For example, in a typical large organisation, just strategy and planning phase took over a year while hundreds of highly paid employees were churning and debating the ideas extensively. Once the program finally reached a consensus on the scope and approached the requirements management phase, the entire budget for the program was consumed. The organisation had to make all those talented people redundant. This typical and unfortunate example was a valuable lesson learned on how important to approach the modernisation iteratively rather than trying to perfect everything upfront. From hindsight, they could have set the strategy at a high level for a single domain and only plan one aspect of the strategy in the selected domain, test it with the allocated budget, and produced some desirable results.

The other reasons for failure are too much focus on technologies which were challenging to implement at enterprise-wide due to inhibitive cost, lack of required functionality, and capabilities perspectives. For example, while an organisation could have started testing the Cloud with a cheap public Cloud offering and move their workloads iteratively, they were trying to build a full-fledged private Cloud platform with many emerging technologies and expensive gear. The hidden cost in such a monolithic approach, unfortunately, destroyed all good intentions.

There are many more similar lessons learned from failure; therefore, I want to share my experience how these deadly errors can be prevented with a different mindset, novel approach, an innovative structure, and with use of supportive tools, and empowering technologies.

I authored this book titled A Modern Enterprise Architecture Approach Simplified with Cloud, Mobility, IoT & Big Data to provide essential guidance, compelling ideas, and unique ways to Enterprise Architects so that they can successfully perform complex enterprise modernisation initiatives transforming from chaos to coherence. This is not an ordinary theory book describing Enterprise Architecture in detail. There are myriad of books on the market and in libraries discussing details of enterprise architecture.

As a practising Senior Enterprise Architect myself, I read hundreds of those books and articles to learn different views. They have been valuable to me to establish my foundations in the earlier phase of my profession. However, what is missing now is a concise guidance book showing Enterprise Architects the novel approaches, insights from the real-life experience and experimentations, and pointing out the differentiating technologies for enterprise modernisation. If only there were such a guide when I started engaging in modernisation and transformation programs.

The biggest lesson learned is the business outcome of the enterprise modernisation. What genuinely matters for business is the return on investment of the enterprise architecture and its monetising capabilities. The rest is the theory because nowadays sponsoring executives, due to economic climate, have no interest, attention, or tolerance for non-profitable ventures. I am sorry for disappointing some idealistic Enterprise Architects, but with due respect, it is the reality, and we cannot change it. This book deals with reality rather than theoretical perfection. Anyone against this view on this climate must be coming from another planet.

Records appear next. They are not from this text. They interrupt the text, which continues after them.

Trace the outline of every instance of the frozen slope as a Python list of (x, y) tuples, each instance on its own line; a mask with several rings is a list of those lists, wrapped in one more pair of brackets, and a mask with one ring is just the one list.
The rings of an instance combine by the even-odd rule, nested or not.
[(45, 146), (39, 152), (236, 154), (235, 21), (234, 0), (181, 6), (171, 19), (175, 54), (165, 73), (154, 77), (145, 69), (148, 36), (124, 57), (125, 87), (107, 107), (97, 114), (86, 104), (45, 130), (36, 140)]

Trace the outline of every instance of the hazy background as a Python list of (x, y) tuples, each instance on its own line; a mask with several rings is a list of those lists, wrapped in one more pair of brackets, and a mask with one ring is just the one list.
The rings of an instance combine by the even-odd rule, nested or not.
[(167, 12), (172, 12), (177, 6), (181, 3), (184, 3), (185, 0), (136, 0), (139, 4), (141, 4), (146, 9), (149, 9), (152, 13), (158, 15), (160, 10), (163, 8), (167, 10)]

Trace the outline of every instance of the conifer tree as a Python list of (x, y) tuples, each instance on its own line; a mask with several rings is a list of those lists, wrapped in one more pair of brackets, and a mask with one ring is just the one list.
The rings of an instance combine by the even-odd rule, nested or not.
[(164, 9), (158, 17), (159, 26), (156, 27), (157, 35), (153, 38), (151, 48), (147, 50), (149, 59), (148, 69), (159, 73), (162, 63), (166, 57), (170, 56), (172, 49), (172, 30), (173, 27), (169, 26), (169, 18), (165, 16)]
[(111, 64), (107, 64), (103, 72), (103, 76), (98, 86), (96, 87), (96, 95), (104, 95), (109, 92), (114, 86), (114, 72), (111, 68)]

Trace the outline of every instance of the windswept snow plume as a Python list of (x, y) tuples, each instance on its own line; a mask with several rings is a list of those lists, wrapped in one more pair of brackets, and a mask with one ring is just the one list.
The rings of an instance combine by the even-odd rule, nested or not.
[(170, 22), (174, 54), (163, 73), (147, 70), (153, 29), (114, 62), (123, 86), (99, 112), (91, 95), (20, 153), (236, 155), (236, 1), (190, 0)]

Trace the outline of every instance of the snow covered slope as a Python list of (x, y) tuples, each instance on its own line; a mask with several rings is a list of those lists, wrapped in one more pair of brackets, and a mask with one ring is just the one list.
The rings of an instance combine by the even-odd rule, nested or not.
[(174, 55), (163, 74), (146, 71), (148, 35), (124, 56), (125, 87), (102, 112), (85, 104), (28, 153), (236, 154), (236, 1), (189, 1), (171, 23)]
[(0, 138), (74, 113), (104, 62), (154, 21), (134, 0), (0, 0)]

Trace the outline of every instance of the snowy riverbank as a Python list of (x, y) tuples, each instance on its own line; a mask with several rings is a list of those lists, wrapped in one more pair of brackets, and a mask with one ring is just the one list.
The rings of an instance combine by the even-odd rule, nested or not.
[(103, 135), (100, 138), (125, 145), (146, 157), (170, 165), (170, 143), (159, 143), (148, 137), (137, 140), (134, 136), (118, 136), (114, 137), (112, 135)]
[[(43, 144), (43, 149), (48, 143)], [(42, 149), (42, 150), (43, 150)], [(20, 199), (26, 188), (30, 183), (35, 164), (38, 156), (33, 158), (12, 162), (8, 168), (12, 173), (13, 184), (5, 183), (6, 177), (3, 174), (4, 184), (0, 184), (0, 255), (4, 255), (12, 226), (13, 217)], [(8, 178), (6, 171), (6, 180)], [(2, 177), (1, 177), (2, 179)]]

In this concise, uncluttered and easy-to-read book, I attempt to show the significant pain points and valuable considerations for enterprise modernisation using a structured approach. The architectural rigour is still essential. We cannot compromise the rigour aiming to the quality of products and services as a target outcome. However, there must be a delicate balance among architectural rigour, business value, and speed to market. I applied this pragmatic approach to multiple substantial transformation initiatives and complex modernisations programs. The key point is using an incrementally progressing iterative approach to every aspect of modernisation initiatives, including people, processes, tools, and technologies as a whole.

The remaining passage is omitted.